Neymar é uma fera do futebol. É inegável. Também é inegável que Marta seja uma grande atleta, mundialmente reconhecida. O que há por trás do slogan ‘A Marta é melhor que o Neymar’, muito difundido durante os jogos Olímpicos? Por um lado, um profundo desgaste da seleção masculina, sua total mercantilização, enquadramento no que é conhecido por futebol moderno, e a desmoralização do 7×1 contra a Alemanha, na última Copa. Pairava no ar a atmosfera de que a seleção brasileira de futebol masculino já não era a mesma, grande, melhor do mundo, como já foi. Há também por trás disso, a necessidade de afirmar o futebol feminino como um espaço conquistado por mulheres guerreiras que construíram suas carreiras em condições adversas, desvalorizadas em seu próprio país. No país do futebol, as mulheres não podem ser donas da bola. E Marta, mas também Formiga, Debinha, Cristiane, mostraram a que vieram, brilharam.

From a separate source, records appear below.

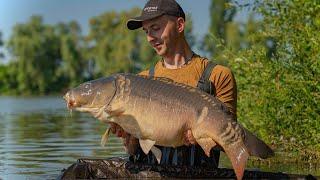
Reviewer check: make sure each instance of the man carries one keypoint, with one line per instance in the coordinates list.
(164, 23)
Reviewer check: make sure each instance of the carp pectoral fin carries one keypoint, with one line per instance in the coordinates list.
(206, 144)
(256, 146)
(116, 112)
(105, 137)
(146, 145)
(157, 153)
(238, 157)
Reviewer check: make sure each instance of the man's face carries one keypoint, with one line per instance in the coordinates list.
(162, 34)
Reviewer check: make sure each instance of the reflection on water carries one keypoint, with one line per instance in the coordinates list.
(39, 137)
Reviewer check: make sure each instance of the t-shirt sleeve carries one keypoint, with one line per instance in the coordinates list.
(226, 88)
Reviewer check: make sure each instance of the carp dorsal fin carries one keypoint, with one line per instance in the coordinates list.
(257, 147)
(164, 79)
(202, 115)
(146, 145)
(105, 137)
(206, 144)
(157, 153)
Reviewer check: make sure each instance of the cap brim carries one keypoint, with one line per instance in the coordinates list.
(136, 22)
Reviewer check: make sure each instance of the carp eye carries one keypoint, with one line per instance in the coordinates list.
(87, 90)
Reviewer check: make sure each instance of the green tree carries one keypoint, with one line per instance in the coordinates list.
(73, 64)
(35, 49)
(222, 29)
(279, 94)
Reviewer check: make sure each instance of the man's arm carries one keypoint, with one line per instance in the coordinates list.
(225, 86)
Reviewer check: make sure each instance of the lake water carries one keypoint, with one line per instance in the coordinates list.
(39, 137)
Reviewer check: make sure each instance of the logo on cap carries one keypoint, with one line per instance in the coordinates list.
(151, 9)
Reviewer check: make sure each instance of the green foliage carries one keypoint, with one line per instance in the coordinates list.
(35, 49)
(279, 94)
(222, 29)
(51, 58)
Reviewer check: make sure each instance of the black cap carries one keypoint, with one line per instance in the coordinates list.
(156, 8)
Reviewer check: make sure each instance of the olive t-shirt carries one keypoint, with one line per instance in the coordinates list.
(190, 73)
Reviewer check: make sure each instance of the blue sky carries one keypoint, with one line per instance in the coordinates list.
(53, 11)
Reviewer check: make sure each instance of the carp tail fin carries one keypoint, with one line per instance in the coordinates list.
(105, 137)
(238, 157)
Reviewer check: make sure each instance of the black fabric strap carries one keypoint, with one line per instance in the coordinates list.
(204, 82)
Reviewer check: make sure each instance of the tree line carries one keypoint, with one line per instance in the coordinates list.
(275, 60)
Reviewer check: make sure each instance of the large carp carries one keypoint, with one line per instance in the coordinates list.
(158, 111)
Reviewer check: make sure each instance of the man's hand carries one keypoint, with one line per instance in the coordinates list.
(188, 138)
(130, 143)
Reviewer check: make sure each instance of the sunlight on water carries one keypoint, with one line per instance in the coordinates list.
(39, 137)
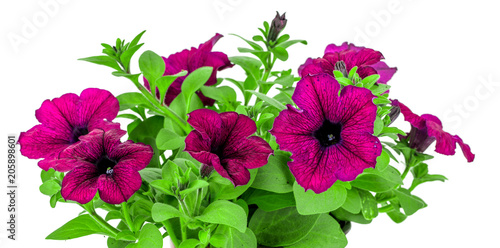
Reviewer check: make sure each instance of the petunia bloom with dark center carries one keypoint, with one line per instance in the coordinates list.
(331, 136)
(190, 60)
(346, 56)
(102, 163)
(65, 119)
(428, 128)
(222, 141)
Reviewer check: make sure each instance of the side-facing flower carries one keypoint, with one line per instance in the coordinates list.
(428, 128)
(190, 60)
(347, 56)
(222, 141)
(102, 163)
(63, 120)
(331, 136)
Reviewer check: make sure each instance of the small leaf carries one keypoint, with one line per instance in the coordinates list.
(225, 213)
(161, 212)
(103, 60)
(80, 226)
(273, 102)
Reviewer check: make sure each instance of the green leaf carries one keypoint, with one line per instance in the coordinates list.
(280, 52)
(352, 202)
(409, 202)
(150, 237)
(189, 243)
(269, 201)
(273, 102)
(152, 67)
(369, 207)
(150, 174)
(288, 43)
(325, 233)
(282, 227)
(195, 80)
(131, 99)
(369, 81)
(80, 226)
(193, 186)
(169, 140)
(50, 187)
(161, 212)
(377, 181)
(275, 175)
(103, 60)
(312, 203)
(251, 43)
(225, 213)
(229, 237)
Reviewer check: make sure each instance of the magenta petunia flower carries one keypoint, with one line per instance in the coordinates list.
(331, 136)
(428, 128)
(63, 120)
(221, 141)
(191, 60)
(102, 163)
(344, 58)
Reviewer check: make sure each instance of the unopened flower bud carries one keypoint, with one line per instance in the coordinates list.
(277, 25)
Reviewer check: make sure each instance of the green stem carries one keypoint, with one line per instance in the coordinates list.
(90, 209)
(171, 233)
(126, 215)
(166, 110)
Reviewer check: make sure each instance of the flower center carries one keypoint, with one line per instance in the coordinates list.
(105, 165)
(340, 66)
(77, 132)
(328, 134)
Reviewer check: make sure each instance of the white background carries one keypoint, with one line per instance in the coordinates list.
(443, 51)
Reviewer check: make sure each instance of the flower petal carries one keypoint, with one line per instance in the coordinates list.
(251, 153)
(235, 127)
(356, 110)
(317, 95)
(132, 155)
(80, 184)
(311, 166)
(120, 186)
(207, 122)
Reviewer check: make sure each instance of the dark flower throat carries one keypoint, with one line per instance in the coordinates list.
(328, 134)
(105, 165)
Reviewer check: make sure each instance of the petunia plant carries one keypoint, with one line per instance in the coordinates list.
(265, 159)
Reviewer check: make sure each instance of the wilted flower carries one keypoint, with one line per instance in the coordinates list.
(428, 128)
(63, 120)
(331, 136)
(347, 56)
(102, 163)
(277, 25)
(221, 141)
(190, 60)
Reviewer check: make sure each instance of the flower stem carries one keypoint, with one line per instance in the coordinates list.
(126, 215)
(171, 233)
(89, 207)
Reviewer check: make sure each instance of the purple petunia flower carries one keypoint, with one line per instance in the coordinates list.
(428, 128)
(191, 60)
(63, 120)
(102, 163)
(221, 141)
(331, 136)
(343, 58)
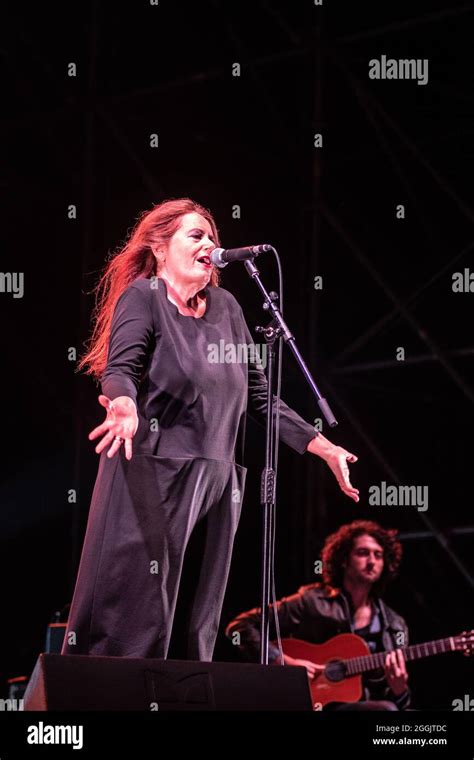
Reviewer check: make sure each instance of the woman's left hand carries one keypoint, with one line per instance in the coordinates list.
(336, 458)
(396, 672)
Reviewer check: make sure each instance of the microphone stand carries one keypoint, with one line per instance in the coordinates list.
(276, 329)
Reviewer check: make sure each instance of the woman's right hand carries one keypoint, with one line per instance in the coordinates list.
(311, 667)
(121, 422)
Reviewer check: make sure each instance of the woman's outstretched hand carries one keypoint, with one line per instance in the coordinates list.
(336, 458)
(121, 422)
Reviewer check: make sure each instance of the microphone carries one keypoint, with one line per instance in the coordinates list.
(220, 257)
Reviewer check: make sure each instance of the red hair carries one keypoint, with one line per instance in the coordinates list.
(135, 260)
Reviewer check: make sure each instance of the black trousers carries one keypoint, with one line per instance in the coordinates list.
(141, 517)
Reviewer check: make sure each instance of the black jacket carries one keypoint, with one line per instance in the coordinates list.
(315, 614)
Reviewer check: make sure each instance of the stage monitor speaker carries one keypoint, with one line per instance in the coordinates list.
(84, 682)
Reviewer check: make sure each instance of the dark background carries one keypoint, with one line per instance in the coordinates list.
(248, 141)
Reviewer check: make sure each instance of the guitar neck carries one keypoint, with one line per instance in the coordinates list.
(357, 665)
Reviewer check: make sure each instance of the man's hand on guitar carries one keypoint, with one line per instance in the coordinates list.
(396, 672)
(312, 668)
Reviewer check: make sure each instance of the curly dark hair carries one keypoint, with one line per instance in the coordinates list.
(338, 546)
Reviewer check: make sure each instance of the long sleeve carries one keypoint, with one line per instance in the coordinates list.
(130, 340)
(291, 611)
(294, 431)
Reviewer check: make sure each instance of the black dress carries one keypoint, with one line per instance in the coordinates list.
(191, 395)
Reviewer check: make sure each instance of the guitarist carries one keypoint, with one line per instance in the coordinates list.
(359, 560)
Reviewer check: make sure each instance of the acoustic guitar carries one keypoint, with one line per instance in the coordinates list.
(347, 656)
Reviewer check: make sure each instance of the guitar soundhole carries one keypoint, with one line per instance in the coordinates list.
(335, 670)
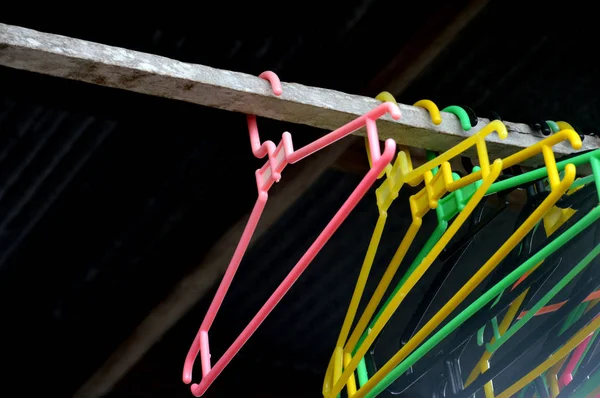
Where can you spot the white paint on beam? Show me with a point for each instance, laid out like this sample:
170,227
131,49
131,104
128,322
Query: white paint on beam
110,66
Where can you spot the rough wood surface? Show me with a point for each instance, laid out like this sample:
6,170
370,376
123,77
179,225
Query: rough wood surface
104,65
195,285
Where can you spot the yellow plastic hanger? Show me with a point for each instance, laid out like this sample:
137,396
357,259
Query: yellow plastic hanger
558,188
421,203
553,359
552,221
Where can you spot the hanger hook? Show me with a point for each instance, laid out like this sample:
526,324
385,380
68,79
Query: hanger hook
272,78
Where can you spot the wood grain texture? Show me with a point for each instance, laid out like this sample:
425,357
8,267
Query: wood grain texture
194,286
104,65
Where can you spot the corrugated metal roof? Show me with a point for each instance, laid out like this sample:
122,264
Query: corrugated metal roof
102,211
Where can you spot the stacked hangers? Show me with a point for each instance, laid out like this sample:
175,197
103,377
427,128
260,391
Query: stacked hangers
554,201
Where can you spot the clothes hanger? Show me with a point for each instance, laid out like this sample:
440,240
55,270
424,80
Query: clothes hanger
549,377
558,189
518,303
554,358
450,260
419,207
278,157
575,360
399,364
581,377
403,165
448,348
540,330
435,186
444,215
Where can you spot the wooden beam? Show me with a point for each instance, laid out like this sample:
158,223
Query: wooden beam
154,75
425,45
193,286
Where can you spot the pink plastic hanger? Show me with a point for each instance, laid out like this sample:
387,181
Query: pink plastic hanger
279,157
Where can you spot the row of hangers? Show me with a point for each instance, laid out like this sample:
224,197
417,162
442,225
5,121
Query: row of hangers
349,353
563,205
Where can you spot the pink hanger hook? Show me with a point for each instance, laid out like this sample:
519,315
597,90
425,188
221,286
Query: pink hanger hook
268,147
279,157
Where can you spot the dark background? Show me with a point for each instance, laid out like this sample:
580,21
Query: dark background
102,210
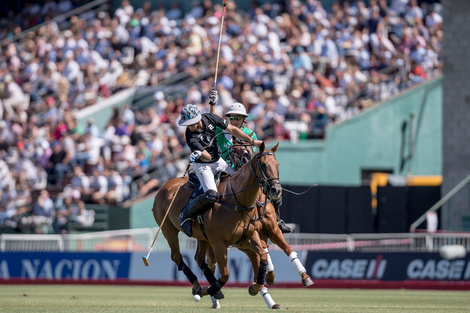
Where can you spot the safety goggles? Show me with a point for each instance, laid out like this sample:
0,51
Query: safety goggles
237,118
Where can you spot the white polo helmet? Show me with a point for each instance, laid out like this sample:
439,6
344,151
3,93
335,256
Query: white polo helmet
236,108
190,115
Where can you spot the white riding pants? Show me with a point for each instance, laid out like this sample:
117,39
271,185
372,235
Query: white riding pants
205,172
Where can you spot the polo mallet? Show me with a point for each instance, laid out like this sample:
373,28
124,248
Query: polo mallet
146,258
218,50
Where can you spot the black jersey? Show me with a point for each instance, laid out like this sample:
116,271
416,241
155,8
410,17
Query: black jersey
205,139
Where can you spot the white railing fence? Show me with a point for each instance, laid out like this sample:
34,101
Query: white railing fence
134,240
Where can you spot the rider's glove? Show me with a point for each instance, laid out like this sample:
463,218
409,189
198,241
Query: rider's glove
194,156
213,96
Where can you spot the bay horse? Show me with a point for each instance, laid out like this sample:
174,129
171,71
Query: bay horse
240,153
225,224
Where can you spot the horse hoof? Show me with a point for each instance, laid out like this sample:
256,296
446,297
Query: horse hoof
307,282
270,278
202,291
216,304
254,289
219,295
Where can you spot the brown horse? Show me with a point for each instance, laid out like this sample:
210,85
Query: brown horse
241,153
226,224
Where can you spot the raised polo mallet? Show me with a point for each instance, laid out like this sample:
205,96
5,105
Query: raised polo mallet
146,258
218,50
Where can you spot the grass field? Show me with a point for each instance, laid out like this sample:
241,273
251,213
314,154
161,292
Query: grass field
83,298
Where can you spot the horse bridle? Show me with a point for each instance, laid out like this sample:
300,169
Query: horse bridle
265,183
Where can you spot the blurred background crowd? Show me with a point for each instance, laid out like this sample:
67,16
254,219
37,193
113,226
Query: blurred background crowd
297,67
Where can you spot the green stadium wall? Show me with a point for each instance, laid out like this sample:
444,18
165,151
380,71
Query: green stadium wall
376,139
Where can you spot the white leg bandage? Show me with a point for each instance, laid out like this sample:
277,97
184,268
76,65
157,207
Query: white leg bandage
270,267
267,297
296,262
215,303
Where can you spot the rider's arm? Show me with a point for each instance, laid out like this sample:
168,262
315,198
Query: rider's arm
205,156
238,133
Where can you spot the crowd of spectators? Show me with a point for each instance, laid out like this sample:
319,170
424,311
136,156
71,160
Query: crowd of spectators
295,65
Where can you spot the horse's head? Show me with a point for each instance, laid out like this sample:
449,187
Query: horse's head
266,169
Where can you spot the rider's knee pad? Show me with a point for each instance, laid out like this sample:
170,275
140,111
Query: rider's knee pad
212,195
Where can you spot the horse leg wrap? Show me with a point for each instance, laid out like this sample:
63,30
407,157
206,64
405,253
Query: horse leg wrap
208,273
215,287
296,262
270,267
267,298
276,205
187,271
261,279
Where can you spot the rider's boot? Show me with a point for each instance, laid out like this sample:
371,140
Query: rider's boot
196,207
282,225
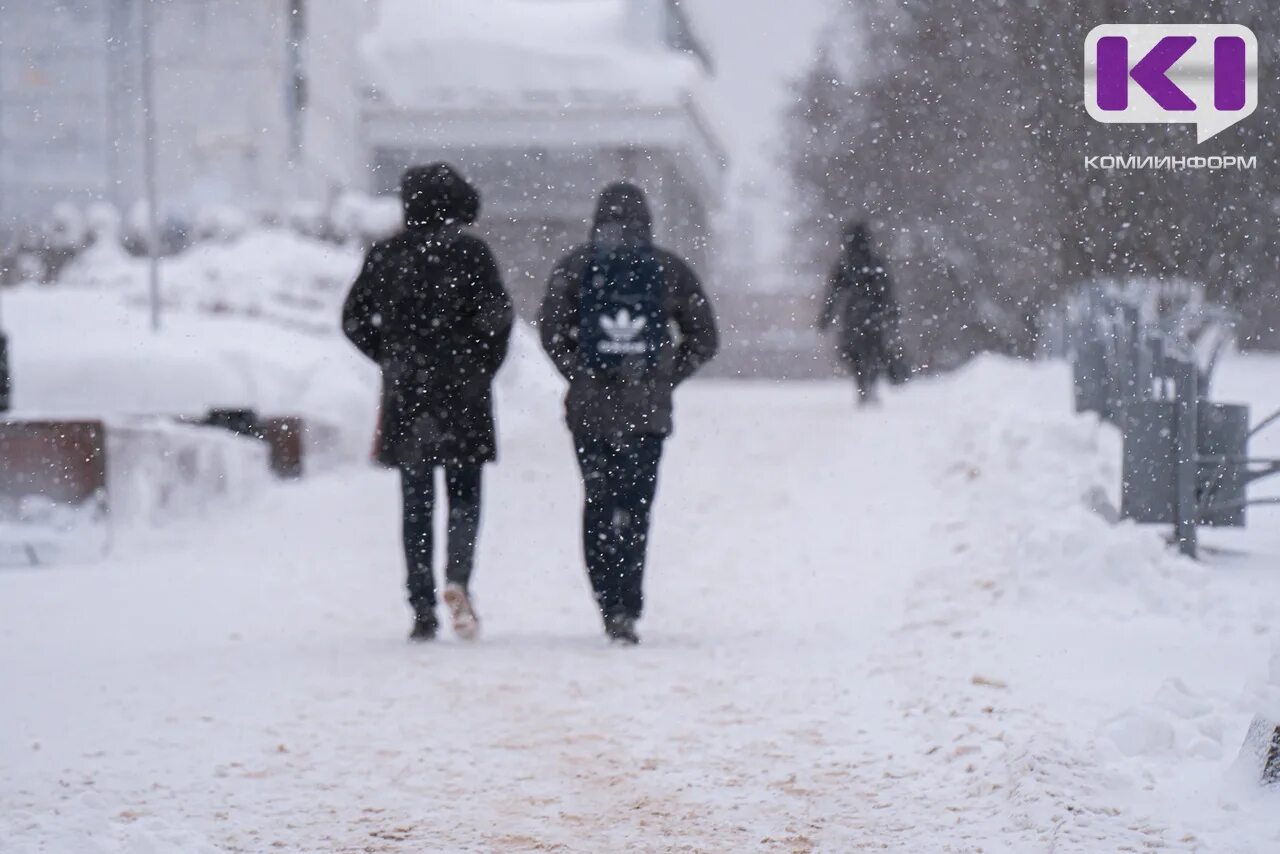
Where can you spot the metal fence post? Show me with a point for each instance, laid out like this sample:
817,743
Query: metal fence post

O rendimento de Neymar paga o salário de todas as jogadoras da seleção brasileira de futebol. Isso é culpa do Neymar? Não. Apenas reflete não só a desvalorização das mulheres como jogadoras, negadas em sua potencialidade, mas também a invisibilidade. A seleção masculina não joga contra a feminina. Marta é melhor do que o Neymar não porque ela joga mais bola do que ele. Ambos jogam muito, são incríveis. Dizer que Marta é melhor do que o Neymar é político, e quer dizer que ela teve que brigar muito mais para chegar onde está do que ele. Atravessou o bloqueio midiático, deu um belo chapéu na ignorância que relega à segunda categoria o futebol feminino, e fez um golaço contra o machismo nestas Olimpíadas. Marta e toda a seleção feminina de futebol.
Com o ouro ao futebol masculino, pudemos infelizmente observar dezenas de manifestações altamente misóginas no facebook, alegando que Neymar é muito melhor que a Marta “pipoqueira”, que as mulheres deviam voltar para “o seu lugar de levar cerveja aos seus maridos e namorados”. Também coisas do tipo “Aguentem, feminazis”, ou ainda “Chupa, feminazi, o masculino é muito melhor”.
A resposta à misoginia não pode ser a negação do futebol masculino. Como feministas, não reconhecemos a vitória da seleção brasileira de futebol masculino como uma prova de superioridade em relação à seleção de futebol feminino. É lamentável que ainda tenhamos comentários durante os jogos que justificam as habilidades das jogadoras pelo fato de que, supostamente, as mulheres possuem habilidades específicas, visão periférica, que é o que permite que elas encontrem as coisas no guarda-roupa quando nós, no caso os comentaristas globais, precisamos.
O pronunciamento de Marta que seguiu ao jogo que desclassificou a seleção feminina deu bom tom à conversa: é preciso que pare esta distinção, baseada numa lógica misógina e mercadológica perversa. O futebol feminino brasileiro é ouro, porque tem na sua luta de resistência a luta de cada mulher que batalha pra existir neste país com índices exorbitantes de violência doméstica, sexual e institucional contra as mulheres cis, trans, negras, indígenas, lésbicas, bissexuais, travestis. Comemoramos agora o ouro masculino. Mas é por toda a garra, coragem e o enfrentamento contra a invisibilidade, que hoje somos Marta.